Четвертое измерение | страница 38



— Ма-ма… Чего ты спишь?.. — всхлипывал ребенок за стеной. — Ай-ай! Моя ножка…

Ну что это за родители? — мысленно ругал их Марушкин. Родят потомка, а потом им чихать на него! В памяти возникло лицо ребенка, плач которого он услыхал. Черноволосая девчушка лет пяти, с испорченными передними зубами и озорной улыбкой. Смеясь, она забавно морщила нос, а голову на короткой шее потешно втягивала в узкие плечи. И смеялась главным образом тогда, когда из окна окликал ее высокий женский голос. Они жили этажом ниже и поселились здесь два или три месяца назад. До этого в соседних квартирах никаких семей с детьми он не знал. И по ночам было тихо.

Марушкины же никогда детей иметь не будут. Проходя мимо серых стен «прядилки», где работала его жена, Марушкин всякий раз проглатывал терпкий привкус кривды, ибо всю вину за свою беду он приписывал только ей, огромным грязным окнам «прядилки» и особенно холодным плиткам пола, на котором его жена простаивала ежедневно по восемь часов рабочей смены.
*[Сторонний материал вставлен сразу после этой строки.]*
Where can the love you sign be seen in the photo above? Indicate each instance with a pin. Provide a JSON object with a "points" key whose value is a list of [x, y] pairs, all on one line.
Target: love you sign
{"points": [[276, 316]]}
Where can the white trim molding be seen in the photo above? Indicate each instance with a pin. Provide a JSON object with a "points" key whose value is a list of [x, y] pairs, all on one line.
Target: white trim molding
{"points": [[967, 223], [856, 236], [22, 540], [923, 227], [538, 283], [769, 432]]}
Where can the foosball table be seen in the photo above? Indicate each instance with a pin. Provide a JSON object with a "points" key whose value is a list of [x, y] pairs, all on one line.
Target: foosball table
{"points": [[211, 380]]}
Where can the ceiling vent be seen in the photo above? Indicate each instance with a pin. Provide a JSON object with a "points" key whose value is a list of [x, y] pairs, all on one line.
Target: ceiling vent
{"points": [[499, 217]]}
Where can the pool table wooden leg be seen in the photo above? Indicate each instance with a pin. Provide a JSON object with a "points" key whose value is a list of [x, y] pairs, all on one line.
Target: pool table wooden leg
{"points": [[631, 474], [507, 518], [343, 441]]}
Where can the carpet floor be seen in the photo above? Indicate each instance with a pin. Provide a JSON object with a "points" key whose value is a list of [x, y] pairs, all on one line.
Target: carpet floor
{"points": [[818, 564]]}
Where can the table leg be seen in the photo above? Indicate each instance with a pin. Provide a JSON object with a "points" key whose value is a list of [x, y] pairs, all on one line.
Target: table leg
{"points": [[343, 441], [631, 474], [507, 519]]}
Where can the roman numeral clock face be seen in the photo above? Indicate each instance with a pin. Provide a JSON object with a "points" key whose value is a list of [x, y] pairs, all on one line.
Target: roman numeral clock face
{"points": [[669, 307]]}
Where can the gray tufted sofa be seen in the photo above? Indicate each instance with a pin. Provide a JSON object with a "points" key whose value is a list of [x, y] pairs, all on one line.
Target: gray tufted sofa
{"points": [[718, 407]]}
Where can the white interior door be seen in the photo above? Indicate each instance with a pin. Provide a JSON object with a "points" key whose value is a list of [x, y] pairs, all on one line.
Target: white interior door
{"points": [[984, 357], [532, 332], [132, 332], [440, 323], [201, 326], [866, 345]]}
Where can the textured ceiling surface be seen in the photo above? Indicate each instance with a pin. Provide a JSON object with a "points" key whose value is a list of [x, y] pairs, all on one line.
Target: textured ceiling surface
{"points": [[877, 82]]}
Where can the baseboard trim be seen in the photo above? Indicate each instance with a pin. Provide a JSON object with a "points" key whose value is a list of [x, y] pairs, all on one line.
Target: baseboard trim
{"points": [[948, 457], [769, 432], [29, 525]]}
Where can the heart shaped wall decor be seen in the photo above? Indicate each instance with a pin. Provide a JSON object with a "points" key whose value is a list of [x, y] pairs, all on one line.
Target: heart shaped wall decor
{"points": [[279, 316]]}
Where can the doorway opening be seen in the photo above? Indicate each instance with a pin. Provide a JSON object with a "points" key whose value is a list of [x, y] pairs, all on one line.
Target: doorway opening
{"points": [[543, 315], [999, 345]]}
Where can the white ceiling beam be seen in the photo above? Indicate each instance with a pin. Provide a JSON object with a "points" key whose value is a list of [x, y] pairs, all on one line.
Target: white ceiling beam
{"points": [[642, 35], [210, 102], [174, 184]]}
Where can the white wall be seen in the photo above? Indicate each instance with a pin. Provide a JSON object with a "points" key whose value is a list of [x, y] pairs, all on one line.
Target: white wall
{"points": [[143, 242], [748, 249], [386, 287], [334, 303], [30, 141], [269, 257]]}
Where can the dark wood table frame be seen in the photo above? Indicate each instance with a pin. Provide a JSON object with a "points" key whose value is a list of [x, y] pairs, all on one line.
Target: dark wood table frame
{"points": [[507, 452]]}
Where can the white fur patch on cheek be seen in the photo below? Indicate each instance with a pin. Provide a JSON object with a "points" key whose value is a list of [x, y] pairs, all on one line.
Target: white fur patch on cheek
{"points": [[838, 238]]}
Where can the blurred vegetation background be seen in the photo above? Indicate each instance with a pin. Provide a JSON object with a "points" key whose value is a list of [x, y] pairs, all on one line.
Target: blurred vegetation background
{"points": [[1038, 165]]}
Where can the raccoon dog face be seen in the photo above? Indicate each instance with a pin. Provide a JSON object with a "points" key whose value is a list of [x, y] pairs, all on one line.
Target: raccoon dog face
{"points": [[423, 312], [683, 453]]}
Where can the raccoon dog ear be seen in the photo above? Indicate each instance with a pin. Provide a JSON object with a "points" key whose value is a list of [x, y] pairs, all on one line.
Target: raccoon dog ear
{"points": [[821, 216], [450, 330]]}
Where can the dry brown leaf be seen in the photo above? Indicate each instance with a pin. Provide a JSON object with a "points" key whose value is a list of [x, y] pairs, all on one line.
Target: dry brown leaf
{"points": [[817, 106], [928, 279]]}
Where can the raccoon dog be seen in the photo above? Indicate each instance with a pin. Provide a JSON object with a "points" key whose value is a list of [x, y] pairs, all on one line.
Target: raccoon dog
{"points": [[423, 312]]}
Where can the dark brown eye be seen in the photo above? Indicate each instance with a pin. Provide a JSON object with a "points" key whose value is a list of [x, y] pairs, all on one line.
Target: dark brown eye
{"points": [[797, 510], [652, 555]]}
Но в общем сердиться он должен бы больше на нее, на Лидию. За то, что совсем не с женским упрямством она стремилась перебороть, перенести на ногах любую болезнь, заглушить ее работой. Давно уж грызла его совесть: ведь сам-то он сидел прямо-таки развалившись, в хорошо прогретой кабине локомотива, а Лидия между тем наживала себе варикозное расширение вен и переохлаждала самые нежные свои места. Да, та работа, которую он всегда почитал, далеко не всегда приносила радость и здоровье. Когда же Лидия временами стала жаловаться на боль в суставах и оцепенение конечностей, Марушкину представлялась такая картина неподвижности, какая ему, железнодорожнику, казалась наиболее мучительной: машины ревут, работая с максимальным числом оборотов, сотрясают здание, но не могут сдвинуться ни на пядь, его жена также не может сдвинуться с места, мало того, не может пошевелить даже веком, по которому беззаботно ползает муха… Или как некогда в детстве… Один богатый хозяин славился печеной гусятиной. А чтобы гуси его становились тучнее и запекались бы лучше, он прибивал их за лапы к полу. Запомнился Марушкину гусиный глаз, в котором жизнь остановилась где-то в гуще ночи, и даже в полдень в нем трепетала мутная и кровавая мгла…

Ребенок плакал теперь уже словно по инерции, сила которой во много раз превышала хрупкое тельце, рыдания лились через край. И Марушкин не выдержал. Что, если они попросту ушли и оставили ее дома одну? Ну а если это не так, то почему они дрыхнут?! По какому праву?!